Ängste und Phobien sind sehr breit gefächert, kommen in den unterschiedlichsten Formen und Schweregraden vor. Angst zu haben ist einerseits wichtig, da sie überlebensnotwendig sein kann. Die sogenannte Realangst, die uns vor törichten Handlungen abhält und unser Leben schützt. Diese Angst abzulegen, wäre für Leib und Leben sehr riskant, wäre dann doch kein Schutz mehr da in den tagtäglichen Geschehen, wie Autofahren, Radfahren oder z. B. in den Bergen. Hier gehört eine Portion Realangst dazu, damit Gefahren rechtzeitig erkannt werden, um ihnen begegnen zu können.

Sind jedoch andererseits Ängste oder Phobien vorhanden, die sie in ihrem Lebensalltag einschränken, so gehören diese in diesem Ausmaß nicht mehr zu den Realängsten.

Ich spreche von Höhenangst, Flugangst, Platzangst, Spinnenphobie, Hundephobie, Errötungsangst, Angst das Haus zu verlassen, Zahnarzt, Arzt, Krankenhaus, Spritzen, Verlust- oder, Beziehungsangst, Versagensangst und vieles mehr….

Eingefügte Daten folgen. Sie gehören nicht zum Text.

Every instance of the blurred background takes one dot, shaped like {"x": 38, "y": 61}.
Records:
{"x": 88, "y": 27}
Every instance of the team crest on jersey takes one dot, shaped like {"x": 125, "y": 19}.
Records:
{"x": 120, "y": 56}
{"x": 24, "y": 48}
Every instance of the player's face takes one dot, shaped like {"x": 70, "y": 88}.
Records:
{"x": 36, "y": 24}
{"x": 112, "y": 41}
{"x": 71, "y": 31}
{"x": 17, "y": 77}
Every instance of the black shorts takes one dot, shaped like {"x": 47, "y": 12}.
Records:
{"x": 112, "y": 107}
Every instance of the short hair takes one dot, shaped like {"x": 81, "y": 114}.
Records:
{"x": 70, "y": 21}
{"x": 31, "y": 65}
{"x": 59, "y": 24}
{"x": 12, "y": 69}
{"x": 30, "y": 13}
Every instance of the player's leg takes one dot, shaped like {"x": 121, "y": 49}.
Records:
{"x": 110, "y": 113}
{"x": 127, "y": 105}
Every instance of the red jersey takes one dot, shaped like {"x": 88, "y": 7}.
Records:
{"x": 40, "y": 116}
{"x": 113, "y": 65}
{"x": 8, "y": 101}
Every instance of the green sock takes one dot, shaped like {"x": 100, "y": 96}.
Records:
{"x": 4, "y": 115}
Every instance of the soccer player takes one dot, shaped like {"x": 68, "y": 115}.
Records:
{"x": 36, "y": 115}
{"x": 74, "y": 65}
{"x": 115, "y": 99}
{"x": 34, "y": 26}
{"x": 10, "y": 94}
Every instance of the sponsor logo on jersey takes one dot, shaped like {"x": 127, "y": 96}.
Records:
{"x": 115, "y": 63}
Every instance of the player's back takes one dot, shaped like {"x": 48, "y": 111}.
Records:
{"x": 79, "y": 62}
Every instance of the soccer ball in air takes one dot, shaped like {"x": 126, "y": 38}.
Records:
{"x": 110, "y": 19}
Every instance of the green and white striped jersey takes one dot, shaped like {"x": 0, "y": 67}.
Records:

Zu allen diesen Ängsten gibt es eine Verbindung zwischen etwas Geschehenem, nicht Verarbeitetem oder sie wurde durch Erzählungen als solche abgespeichert. Ist diese Verknüpfung gefunden, kann die Angst abgebaut oder im besten Fall abgelegt werden.

Ich habe festgestellt, dass der wichtigste Schritt bei einem Angstpatienten ist, sich seine Angst einzugestehen und zu erkennen, die Phobie oder die Angst oder sogar auch mehrere Ängste zusammen, schränken mein Leben ein, ich ordne mein Leben dieser Angst oder Phobie unter.  

Manchmal sind es nur Kleinigkeiten, die die Angst auslösen. Oft sind es kleine Erlebnisse mit großer Wirkung und sind leider oft der Beginn eines langen Leidensweges oft nicht nur für den Betroffenen, sondern manchmal für die ganze Familie.